24.1003 · Question · 2024-03-06

Département de justice et police

Liquidé

Wortlaut

Le jeune musulman qui a poignardé un juif le 2 mars 2024 à Zurich, après s’être radicalisé dans notre tranquille Suisse et plus particulièrement dans le canton où un imam avait, il y a quelques années, appelé au meurtre des musulmans ne priant pas (mosquée de Winterthour), a tout simplement mis en pratique les enseignements de cette religion, et il a certainement gagné une place au Paradis grâce à cet acte. Allah lui-même dit dans le Coran (4:74 et 9:111) : « Et quiconque combat dans le sentier d’Allah, tué ou vainqueur, nous lui donnerons bientôt une énorme récompense ». Il ne promet en outre le Paradis qu’à ceux qui, « combattant dans le sentier d’Allah, tuent et se font tuer ». De telles attaques ne sont hélas plus exceptionnelles, même dans notre pays. J’en veux pour preuves les attaques au couteau à motivation djihadiste qui ont eu lieu à Morges (VD) et à Lugano (TI) en 2020. L’aggravation de la situation devrait préoccuper les politiciens s’ils veulent éviter que les attaques terroristes à motivation islamiste deviennent la norme comme dans d’autres pays. Garantir la sécurité des citoyens signifie aussi et surtout voir les problèmes et agir en conséquence, afin d’éviter que la situation ne dégénère.

Dans son livre « La dolce conquista : L’Europa si arrende all’Islam » (La douce conquête. L’Europe se rend à l’islam), le journaliste italien Giuliano Meotti montre comment l’inaction des États occidentaux conduit à légitimer et tolérer les attaques terroristes à motivation islamiste.

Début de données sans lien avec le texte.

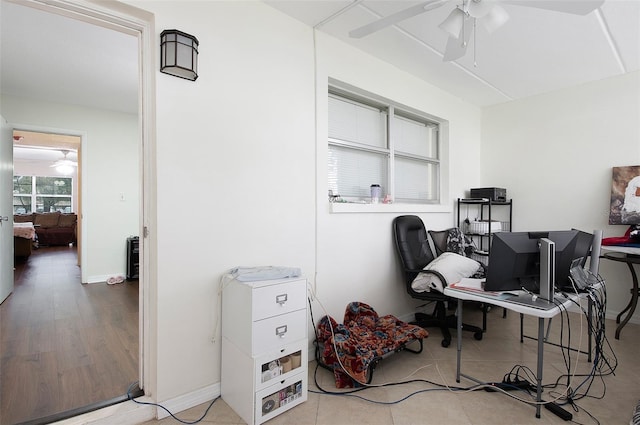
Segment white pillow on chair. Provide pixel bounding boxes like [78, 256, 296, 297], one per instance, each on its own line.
[411, 252, 480, 292]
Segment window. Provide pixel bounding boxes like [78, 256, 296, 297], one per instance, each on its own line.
[13, 176, 73, 214]
[327, 87, 443, 204]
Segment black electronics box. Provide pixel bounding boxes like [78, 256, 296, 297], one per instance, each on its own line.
[470, 187, 507, 202]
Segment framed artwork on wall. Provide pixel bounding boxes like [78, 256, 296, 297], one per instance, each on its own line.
[609, 165, 640, 224]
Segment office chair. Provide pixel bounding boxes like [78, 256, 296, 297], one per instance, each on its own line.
[393, 215, 486, 348]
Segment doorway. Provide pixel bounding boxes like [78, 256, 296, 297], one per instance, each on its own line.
[2, 0, 152, 422]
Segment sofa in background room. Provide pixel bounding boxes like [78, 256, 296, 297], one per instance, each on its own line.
[13, 211, 78, 246]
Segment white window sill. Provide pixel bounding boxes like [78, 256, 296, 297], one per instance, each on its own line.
[329, 202, 453, 214]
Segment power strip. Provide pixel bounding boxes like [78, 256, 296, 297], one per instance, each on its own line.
[544, 402, 573, 421]
[484, 381, 531, 392]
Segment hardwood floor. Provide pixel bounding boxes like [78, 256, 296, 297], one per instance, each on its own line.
[0, 246, 138, 425]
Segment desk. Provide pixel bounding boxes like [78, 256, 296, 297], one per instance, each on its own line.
[602, 245, 640, 339]
[444, 287, 592, 418]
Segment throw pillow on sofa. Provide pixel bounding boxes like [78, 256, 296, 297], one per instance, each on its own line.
[33, 212, 60, 229]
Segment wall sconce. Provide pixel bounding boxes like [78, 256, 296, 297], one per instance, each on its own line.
[160, 30, 199, 81]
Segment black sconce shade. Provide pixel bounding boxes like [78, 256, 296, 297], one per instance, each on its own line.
[160, 30, 198, 81]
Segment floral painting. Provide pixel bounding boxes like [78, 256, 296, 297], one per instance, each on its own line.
[609, 165, 640, 224]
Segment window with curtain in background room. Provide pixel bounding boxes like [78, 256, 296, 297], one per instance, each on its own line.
[327, 87, 441, 204]
[13, 176, 73, 214]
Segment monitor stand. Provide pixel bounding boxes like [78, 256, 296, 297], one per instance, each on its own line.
[539, 238, 556, 301]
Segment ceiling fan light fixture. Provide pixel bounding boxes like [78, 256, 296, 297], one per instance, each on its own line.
[481, 3, 509, 33]
[467, 0, 496, 18]
[438, 7, 466, 39]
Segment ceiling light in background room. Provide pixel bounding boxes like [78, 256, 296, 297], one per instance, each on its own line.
[52, 150, 78, 176]
[438, 7, 467, 38]
[160, 30, 199, 81]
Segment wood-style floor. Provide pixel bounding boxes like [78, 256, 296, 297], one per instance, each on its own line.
[0, 246, 138, 425]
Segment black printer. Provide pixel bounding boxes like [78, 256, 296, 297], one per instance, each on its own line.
[470, 187, 507, 202]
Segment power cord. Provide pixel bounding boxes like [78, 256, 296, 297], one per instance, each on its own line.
[127, 381, 220, 425]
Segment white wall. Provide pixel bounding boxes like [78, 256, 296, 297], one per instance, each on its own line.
[128, 1, 480, 401]
[481, 72, 640, 322]
[316, 32, 481, 322]
[2, 95, 140, 282]
[132, 1, 315, 401]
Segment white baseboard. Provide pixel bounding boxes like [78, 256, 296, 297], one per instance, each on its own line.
[158, 382, 220, 419]
[55, 398, 156, 425]
[82, 273, 126, 283]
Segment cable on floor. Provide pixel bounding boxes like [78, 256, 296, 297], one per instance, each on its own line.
[127, 381, 220, 425]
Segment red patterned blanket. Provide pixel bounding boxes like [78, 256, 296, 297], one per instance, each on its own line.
[318, 302, 429, 388]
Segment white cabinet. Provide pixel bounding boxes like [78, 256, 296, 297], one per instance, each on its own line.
[220, 278, 308, 425]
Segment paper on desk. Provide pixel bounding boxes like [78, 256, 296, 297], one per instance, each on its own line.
[449, 278, 517, 300]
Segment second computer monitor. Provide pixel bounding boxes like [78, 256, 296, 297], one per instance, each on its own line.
[485, 230, 590, 293]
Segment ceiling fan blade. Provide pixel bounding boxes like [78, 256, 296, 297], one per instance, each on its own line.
[502, 0, 604, 15]
[349, 0, 449, 38]
[442, 19, 473, 62]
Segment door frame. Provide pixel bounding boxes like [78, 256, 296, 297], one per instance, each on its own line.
[2, 0, 157, 394]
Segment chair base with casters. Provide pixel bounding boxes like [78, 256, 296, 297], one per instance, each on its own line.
[393, 215, 487, 347]
[412, 301, 486, 348]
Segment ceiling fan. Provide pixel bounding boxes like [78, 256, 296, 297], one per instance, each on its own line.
[349, 0, 604, 62]
[51, 149, 78, 174]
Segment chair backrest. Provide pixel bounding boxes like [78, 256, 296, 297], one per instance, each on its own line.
[393, 215, 436, 282]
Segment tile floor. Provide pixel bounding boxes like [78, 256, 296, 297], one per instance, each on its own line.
[142, 307, 640, 425]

Il y présente plusieurs solutions visant à combattre le phénomène. Je n’en citerai que quelques-unes :

1. contrôler de manière plus stricte l’immigration afin d’éviter ou, à tout le moins, de restreindre l’accueil de personnes ayant pour but de commettre des actes terroristes à motivation islamiste ;

2. sélectionner les immigrants sur la base de critères culturels et religieux, en excluant les personnes désireuses d’importer en Suisse une idéologie de soumission et en établissant des canaux d’immigration préférentiels pour les chrétiens persécutés en Afrique et au Moyen-Orient ;

3. expulser les agitateurs de l’islam radical et fermer leurs mosquées ;

4. interrompre les flux financiers qui viennent des dictatures islamiques (tout particulièrement du Qatar et de l’Arabie saoudite, mais aussi de la Turquie) vers nos démocraties ;

5. interdire les symboles de l’islam politique (burqas, minarets, muezzins, prières dans la rue) ;

6. défendre la liberté d’expression et reconquérir les « territoires perdus » dans toute l’Europe.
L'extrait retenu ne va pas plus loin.